There's a moment of silence.

 

"It's in my dress, top shelf to the right."

 

I grab the condom and sit on my bed, holding the dildo in between my feet. Removing the condom out of the wrapper, I slide it down the shaft and give it a congratulatory pat on the head.

 

So...here we are... this is it...I'll just turn on this vibrati-- oh wow, okay I'll turn that off for now...

I lay the dildo down on the bed in between my legs and close my eyes. Just get yourself in the zone.

 

I slowly slide my underwear down my legs, to my ankles. He slides them slowly down my legs, his fingers lightly grazing my skin. I run my hands back up my legs, squeezing my thighs. His hands move slowly up my legs,  grabbing my thighs, as he gently kisses my neck.  I run my hand down my inner thigh, rubbing them slowly back and forth, grabbing the meat in between my fingers. He slowly moves his hands in between my legs, giving a little smack as he grabs my inner thighs. I run my hand through my hair, gently dragging my fingers down my face, caressing my neck.
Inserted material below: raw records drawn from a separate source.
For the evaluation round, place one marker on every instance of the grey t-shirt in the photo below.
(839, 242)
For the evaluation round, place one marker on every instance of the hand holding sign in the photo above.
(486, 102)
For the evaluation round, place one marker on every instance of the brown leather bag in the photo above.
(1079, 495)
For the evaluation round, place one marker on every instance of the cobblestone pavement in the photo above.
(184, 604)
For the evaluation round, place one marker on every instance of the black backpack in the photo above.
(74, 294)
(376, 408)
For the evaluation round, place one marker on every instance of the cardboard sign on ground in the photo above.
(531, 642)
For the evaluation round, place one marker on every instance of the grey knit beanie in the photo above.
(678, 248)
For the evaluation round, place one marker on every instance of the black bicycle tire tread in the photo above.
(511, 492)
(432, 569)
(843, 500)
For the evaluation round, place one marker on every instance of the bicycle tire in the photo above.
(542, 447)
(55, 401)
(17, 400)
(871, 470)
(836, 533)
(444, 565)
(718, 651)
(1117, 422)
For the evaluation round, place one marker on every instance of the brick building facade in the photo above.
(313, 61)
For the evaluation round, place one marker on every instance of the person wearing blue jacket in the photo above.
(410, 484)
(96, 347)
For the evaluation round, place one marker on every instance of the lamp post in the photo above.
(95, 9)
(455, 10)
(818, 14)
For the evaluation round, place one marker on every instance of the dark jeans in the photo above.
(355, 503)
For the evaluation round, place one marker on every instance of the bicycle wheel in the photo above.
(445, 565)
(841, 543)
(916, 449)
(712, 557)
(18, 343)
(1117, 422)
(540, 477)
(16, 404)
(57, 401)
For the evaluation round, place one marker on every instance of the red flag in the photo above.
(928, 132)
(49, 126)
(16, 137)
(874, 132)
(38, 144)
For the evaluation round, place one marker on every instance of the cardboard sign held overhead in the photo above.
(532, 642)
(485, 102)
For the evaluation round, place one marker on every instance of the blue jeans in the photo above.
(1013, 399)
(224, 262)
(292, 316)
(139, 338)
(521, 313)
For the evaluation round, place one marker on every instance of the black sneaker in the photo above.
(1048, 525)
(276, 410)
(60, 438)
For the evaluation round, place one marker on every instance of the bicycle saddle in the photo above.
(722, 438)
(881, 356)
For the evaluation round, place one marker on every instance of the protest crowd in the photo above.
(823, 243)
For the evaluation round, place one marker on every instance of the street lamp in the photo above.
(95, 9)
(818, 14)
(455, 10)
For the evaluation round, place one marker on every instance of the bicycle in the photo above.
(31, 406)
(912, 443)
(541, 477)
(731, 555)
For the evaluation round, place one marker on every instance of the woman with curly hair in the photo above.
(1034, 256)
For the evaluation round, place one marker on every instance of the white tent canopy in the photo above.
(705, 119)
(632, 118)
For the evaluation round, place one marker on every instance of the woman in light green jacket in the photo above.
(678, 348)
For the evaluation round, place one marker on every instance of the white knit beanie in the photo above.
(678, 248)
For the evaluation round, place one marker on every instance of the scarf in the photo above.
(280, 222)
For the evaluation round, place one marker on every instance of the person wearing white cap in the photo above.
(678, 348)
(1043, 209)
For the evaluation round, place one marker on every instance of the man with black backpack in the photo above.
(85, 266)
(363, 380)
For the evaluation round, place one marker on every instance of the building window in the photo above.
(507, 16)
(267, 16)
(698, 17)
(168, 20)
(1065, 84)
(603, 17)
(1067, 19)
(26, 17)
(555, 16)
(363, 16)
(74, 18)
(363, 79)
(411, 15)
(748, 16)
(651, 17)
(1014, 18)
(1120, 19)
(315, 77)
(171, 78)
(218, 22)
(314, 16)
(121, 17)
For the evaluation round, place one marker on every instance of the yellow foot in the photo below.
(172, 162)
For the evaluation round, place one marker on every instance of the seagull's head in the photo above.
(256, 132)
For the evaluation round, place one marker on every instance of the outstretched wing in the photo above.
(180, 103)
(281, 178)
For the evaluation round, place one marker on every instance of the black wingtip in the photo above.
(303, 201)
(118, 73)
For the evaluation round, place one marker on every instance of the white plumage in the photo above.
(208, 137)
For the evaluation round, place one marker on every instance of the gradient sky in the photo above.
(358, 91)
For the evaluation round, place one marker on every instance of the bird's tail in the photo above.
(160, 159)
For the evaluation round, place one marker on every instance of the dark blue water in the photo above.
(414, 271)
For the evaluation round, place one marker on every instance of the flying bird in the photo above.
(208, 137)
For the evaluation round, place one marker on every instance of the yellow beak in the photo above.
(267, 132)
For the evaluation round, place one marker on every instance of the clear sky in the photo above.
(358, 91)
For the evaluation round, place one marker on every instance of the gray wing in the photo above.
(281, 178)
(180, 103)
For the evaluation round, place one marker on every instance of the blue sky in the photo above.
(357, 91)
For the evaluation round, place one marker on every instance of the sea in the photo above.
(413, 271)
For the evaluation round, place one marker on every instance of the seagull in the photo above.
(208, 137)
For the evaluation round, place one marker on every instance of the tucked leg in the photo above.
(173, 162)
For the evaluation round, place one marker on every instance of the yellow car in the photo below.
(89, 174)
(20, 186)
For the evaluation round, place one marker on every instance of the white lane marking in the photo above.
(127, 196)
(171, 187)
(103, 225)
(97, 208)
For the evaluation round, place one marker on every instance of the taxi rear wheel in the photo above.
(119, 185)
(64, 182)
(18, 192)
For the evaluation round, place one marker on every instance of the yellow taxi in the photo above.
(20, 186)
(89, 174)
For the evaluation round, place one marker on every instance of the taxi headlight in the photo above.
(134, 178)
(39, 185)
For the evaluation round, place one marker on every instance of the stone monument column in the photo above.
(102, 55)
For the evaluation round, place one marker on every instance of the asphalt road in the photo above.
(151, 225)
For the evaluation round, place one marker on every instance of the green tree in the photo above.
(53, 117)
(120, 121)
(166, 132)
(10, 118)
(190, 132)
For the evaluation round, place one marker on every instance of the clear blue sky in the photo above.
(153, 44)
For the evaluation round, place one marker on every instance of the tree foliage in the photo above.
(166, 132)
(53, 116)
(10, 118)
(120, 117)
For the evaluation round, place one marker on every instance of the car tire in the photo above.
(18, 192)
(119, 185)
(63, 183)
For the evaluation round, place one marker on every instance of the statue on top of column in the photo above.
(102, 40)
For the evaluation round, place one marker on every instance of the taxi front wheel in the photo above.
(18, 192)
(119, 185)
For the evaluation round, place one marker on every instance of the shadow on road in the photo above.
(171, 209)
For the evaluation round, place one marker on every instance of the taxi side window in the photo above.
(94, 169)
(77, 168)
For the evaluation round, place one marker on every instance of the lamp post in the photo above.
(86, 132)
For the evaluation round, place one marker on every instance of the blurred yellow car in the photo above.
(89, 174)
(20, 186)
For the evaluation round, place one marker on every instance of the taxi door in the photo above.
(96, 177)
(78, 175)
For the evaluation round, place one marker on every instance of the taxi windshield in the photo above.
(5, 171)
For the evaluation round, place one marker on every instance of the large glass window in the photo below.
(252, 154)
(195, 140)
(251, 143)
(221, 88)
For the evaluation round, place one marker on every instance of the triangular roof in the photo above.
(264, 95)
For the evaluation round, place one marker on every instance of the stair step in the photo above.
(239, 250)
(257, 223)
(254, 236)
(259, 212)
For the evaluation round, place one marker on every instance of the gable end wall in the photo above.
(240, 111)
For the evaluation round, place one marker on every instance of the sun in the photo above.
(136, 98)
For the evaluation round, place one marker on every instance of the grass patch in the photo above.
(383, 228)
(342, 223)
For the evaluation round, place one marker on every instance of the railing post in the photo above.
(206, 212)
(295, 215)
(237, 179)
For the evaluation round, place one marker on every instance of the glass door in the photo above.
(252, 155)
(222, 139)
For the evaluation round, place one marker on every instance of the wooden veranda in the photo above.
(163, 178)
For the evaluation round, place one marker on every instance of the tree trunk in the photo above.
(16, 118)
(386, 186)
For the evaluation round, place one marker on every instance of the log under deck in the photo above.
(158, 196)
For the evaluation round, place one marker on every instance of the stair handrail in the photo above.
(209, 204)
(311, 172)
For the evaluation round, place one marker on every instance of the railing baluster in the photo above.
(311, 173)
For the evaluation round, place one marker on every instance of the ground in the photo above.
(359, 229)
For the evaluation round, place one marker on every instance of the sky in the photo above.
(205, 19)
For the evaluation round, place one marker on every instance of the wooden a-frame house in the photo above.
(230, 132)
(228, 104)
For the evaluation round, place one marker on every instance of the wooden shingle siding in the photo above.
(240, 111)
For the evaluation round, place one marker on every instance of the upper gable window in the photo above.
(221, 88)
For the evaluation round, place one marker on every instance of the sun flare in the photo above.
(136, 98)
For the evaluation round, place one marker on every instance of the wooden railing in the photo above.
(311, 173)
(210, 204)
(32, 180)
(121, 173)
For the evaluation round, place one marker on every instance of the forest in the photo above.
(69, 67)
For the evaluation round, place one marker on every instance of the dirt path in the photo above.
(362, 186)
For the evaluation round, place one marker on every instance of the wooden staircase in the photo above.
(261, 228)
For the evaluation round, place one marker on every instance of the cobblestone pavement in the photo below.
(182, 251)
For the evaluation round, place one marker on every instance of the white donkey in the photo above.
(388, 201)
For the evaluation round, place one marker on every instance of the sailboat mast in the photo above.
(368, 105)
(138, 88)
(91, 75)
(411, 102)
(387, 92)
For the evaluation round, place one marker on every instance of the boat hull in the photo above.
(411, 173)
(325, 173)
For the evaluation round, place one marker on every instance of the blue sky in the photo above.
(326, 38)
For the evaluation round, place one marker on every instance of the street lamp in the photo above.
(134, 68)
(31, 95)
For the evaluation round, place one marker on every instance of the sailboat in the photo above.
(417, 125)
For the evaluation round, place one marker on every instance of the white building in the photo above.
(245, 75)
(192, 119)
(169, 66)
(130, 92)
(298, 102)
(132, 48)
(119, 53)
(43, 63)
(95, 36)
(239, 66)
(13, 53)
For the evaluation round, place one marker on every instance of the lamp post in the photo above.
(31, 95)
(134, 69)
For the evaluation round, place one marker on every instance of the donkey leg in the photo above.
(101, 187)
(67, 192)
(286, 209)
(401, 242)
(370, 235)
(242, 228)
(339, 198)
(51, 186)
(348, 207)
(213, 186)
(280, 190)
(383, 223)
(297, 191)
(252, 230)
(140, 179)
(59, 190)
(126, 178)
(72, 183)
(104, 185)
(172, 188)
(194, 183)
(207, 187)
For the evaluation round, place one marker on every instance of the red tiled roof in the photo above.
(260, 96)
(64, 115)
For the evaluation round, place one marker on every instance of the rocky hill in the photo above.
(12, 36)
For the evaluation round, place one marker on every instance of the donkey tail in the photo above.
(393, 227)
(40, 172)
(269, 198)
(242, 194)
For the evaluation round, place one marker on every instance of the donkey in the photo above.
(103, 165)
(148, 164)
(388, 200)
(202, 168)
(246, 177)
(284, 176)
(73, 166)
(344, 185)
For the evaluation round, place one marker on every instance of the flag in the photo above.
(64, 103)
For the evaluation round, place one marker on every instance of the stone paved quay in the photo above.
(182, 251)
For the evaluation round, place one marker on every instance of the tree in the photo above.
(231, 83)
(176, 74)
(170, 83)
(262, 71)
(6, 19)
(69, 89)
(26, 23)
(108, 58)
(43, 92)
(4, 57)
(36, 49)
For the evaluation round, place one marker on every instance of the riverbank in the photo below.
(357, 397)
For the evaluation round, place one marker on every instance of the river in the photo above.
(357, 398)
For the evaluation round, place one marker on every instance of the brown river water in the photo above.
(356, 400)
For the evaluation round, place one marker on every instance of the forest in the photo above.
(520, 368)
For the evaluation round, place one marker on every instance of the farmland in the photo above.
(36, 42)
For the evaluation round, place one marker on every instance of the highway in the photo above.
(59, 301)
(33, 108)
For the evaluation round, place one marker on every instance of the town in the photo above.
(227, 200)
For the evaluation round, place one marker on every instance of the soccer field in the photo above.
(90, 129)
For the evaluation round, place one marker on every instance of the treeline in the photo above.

His lips touch mine as I run my hand through his hair, pulling him closer to me, with my other hand digging into his back. His muscles tensing as he presses harder into me. My hand falls in between my legs, my fingers sliding down the shaft of the dildo. I turn on the vibration, the dildo's wiggling in my hand. He takes his dick and --- I open my eyes, looking at the squirming dildo.

 

"No!" throwing the dildo against the wall. It hits the floor, continuing to wiggle.

 

"Did you just throw your dildo at the wall?" my roommate's voice calls out from the other side of the wall.

 

"Yeah."

 

"You ungrateful bitch!"

 

​

...

​

 

He leans back in his chair and relaxes his hands.

 

"Where is it now, the dildo?"

 

"I use it as a necklace holder."

 

He crosses his legs, shaking his head, "such a waste of a perfectly good dildo."

 

"Do you want it? I mean I didn't use it, it just grazed the field, if you know what I mean? It's technically unused."

 

"You'd do that?"

 

"Well, I mean, if you don't want it, that's cool. I'm not going to force a dildo on you."

 

"No, no. I'll take it."

 

"Cool. Anyways, where were we? Right, so, uh, what do you do for work?"